1. Definition
- Cluster-based undersampling = an advanced undersampling method for handling class imbalance.
- Instead of randomly dropping samples from the majority class, it first clusters the majority samples (e.g., with K-means), then selects representative samples from each cluster.
objective:
- Keep diversity in the majority class (avoid losing too much information).
- Prevent the randomness problem of random undersampling.
2. How It Works
- Separate data into majority and minority classes.
- Apply a clustering algorithm (commonly K-means) on the majority class samples.
- For each cluster:
- Pick representative samples (e.g., closest to the cluster centroid).
- Or sample a proportion of points from the cluster.
- Combine these with the minority class → new balanced dataset.
3. Advantages
- Keeps representative structure of the majority class.
- Reduces risk of throwing away informative samples (problem of random undersampling).
- Often improves classification performance compared to random undersampling.
4. Disadvantages
- More computationally expensive (clustering step).
- Quality depends on clustering algorithm & chosen number of clusters (K).
- Still discards data → possible underfitting if majority class is reduced too much.
5. Example (K-means undersampling)
Suppose:
- Majority class = 10,000 samples
- Minority class = 1,000 samples
Steps:
- Cluster majority class into 1,000 clusters (same as minority size).
- Select 1 representative sample per cluster (e.g., nearest to centroid).
- Result: balanced dataset → 1,000 majority + 1,000 minority.
6. Implementation (Python, imbalanced-learn)
from imblearn.under_sampling import ClusterCentroids
from collections import Counter
X, y = ... # features and labels
print("Original distribution:", Counter(y))
cc = ClusterCentroids(random_state=42) # K-means based undersampling
X_res, y_res = cc.fit_resample(X, y)
print("Resampled distribution:", Counter(y_res))

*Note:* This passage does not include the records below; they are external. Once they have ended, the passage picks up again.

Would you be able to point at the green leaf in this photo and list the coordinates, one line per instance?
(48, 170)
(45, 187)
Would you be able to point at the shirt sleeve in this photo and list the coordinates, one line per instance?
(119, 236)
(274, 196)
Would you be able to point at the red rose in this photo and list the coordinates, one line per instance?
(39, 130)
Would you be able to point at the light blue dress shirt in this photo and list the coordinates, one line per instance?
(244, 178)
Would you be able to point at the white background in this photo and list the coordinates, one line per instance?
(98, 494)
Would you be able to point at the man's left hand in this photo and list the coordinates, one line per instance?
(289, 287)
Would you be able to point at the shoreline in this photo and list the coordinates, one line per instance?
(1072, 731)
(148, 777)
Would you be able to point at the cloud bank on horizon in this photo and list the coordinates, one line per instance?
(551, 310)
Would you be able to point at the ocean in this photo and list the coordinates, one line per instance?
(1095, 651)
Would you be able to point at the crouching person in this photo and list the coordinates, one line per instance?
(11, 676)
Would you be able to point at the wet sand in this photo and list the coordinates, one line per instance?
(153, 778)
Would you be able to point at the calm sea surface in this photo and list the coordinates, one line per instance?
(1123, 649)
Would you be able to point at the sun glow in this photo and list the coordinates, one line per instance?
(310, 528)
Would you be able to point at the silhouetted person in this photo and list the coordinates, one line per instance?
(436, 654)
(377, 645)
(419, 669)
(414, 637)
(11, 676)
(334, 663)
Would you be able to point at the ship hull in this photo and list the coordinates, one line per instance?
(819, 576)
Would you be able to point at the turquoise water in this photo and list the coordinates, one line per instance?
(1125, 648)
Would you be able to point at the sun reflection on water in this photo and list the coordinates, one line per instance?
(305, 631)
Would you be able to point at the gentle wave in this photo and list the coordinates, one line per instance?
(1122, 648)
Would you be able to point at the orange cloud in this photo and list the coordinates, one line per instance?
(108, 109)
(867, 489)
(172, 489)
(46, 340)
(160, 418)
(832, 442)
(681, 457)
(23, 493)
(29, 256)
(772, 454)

7. Comparison with Random Undersampling
| Method | How it works | Pros | Cons |
|---|---|---|---|
| Random Undersampling | Randomly drops majority samples | Simple, fast | May lose important information |
| Cluster-based Undersampling | Clusters majority, keeps representative points | Preserves diversity, less info loss | More complex, slower |
Summary
- Cluster-based undersampling = undersampling majority class by clustering and selecting representatives.
- Helps maintain majority class diversity → better than random undersampling.
- Trade-off: higher computational cost.